A Comissão do Mercado de Valores Mobiliários (CMVM) recebeu, nos primeiros seis meses de 2021, 192 reclamações de investidores, uma redução de 12% em termos homólogos devido a "uma menor volatilidade" e à "redução da incerteza no contexto económico".

Reclamações de investidores caíram 12% com redução da incerteza
Notícias ao Minuto

16:53 - 30/07/21 por Lusa

Economia Reclamações

Em comunicado, o regulador deu conta do seu Relatório Estatístico sobre Reclamações dos Investidores - 1.º semestre de 2021, no qual mostrou que "recebeu 192 reclamações nos primeiros seis meses de 2021, uma descida de 6% face ao semestre anterior e de 12% em comparação com igual período do ano passado".

Este decréscimo resultou, de acordo com a CMVM, de "uma menor volatilidade nos mercados financeiros" e da "redução da incerteza no contexto económico, especialmente quando comparado com o período homólogo de 2020, que coincidiu com a declaração de pandemia por covid-19 e a consequente turbulência nos mercados e nas economias".

De acordo com o regulador, "os dois tipos de instrumentos financeiros mais reclamados continuaram a ser as ações e os fundos de investimento, apresentando, contudo, evoluções distintas", sendo que, em relação ao primeiro semestre de 2020, "o peso das reclamações recebidas sobre ações aumentou dois pontos percentuais [p.p.] para 44%, enquanto sobre os fundos tiveram uma queda de 34 [p.p.] para 23%".

A CMVM revelou ainda que "a execução de ordens foi o principal motivo das reclamações, recuando face ao período homólogo para 35% do total, uma descida associada ao menor número de reclamações relativas a subscrições ou resgates de fundos de investimento".

Seguiram-se "a qualidade da informação prestada ao investidor e os custos associados aos serviços prestados", ambos com um peso de 22% nas reclamações.

A CMVM detalhou depois que as reclamações recebidas e admitidas para tratamento "visaram 28 entidades, das quais a maioria (17) registou um aumento no número de reclamações face ao semestre anterior, tendo quatro registado uma diminuição".

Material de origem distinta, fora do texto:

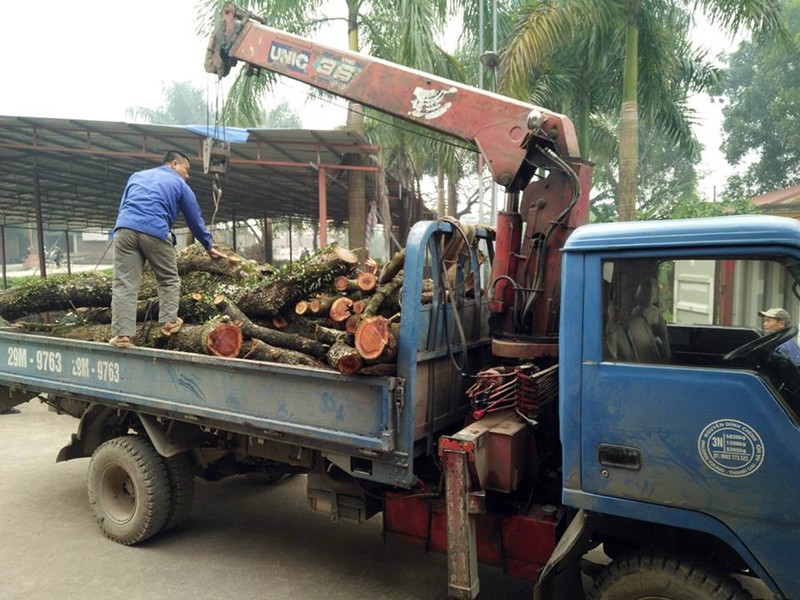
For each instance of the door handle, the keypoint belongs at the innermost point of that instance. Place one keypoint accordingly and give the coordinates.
(624, 457)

Por outro lado, nos primeiros seis meses deste ano "foram concluídas 206 reclamações, um crescimento de 5% relativamente aos seis meses anteriores e de 7% face ao período homólogo", informou o regulador, sendo que esta evolução se traduziu "numa descida de 16% no número de reclamações em análise no final de junho".

O regulador salientou ainda que "a pretensão do investidor foi atendida em mais de um terço das reclamações concluídas, subindo 10 pontos percentuais face ao período homólogo", e que "em 56% dos casos a CMVM concluiu a reclamação de forma desfavorável ao reclamante e em 6% a reclamação apresentada não foi admitida".

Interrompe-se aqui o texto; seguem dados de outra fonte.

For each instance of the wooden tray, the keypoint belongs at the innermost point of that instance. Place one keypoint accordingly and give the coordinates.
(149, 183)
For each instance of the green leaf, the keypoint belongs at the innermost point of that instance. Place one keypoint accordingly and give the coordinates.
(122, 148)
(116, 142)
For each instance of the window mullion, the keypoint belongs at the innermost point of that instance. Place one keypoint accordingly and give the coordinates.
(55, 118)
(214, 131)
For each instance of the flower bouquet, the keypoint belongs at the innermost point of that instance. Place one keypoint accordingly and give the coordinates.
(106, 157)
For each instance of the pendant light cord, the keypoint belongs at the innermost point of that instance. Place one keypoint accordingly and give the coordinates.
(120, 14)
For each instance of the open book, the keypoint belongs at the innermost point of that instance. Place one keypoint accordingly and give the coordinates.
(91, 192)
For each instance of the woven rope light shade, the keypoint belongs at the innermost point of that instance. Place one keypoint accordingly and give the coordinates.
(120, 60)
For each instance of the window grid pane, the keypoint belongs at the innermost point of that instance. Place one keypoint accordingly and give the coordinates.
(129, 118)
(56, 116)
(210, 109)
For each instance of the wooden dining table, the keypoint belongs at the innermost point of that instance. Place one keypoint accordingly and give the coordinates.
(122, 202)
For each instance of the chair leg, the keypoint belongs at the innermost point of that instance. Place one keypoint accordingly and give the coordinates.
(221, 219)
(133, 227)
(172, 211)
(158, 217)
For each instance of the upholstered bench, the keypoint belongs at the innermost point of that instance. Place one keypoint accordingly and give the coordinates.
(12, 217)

Não existiram reclamações "em que a entidade reclamada não atendeu à pretensão do reclamante e a CMVM considerasse que o deveria ter feito".

"A maioria das reclamações foi apresentada no livro de reclamações (58%), quase totalmente por pessoas singulares, do género masculino (76%), residentes em Portugal (92%) e maioritariamente nos distritos de Lisboa e do Porto (58%)", indicou também a CMVM.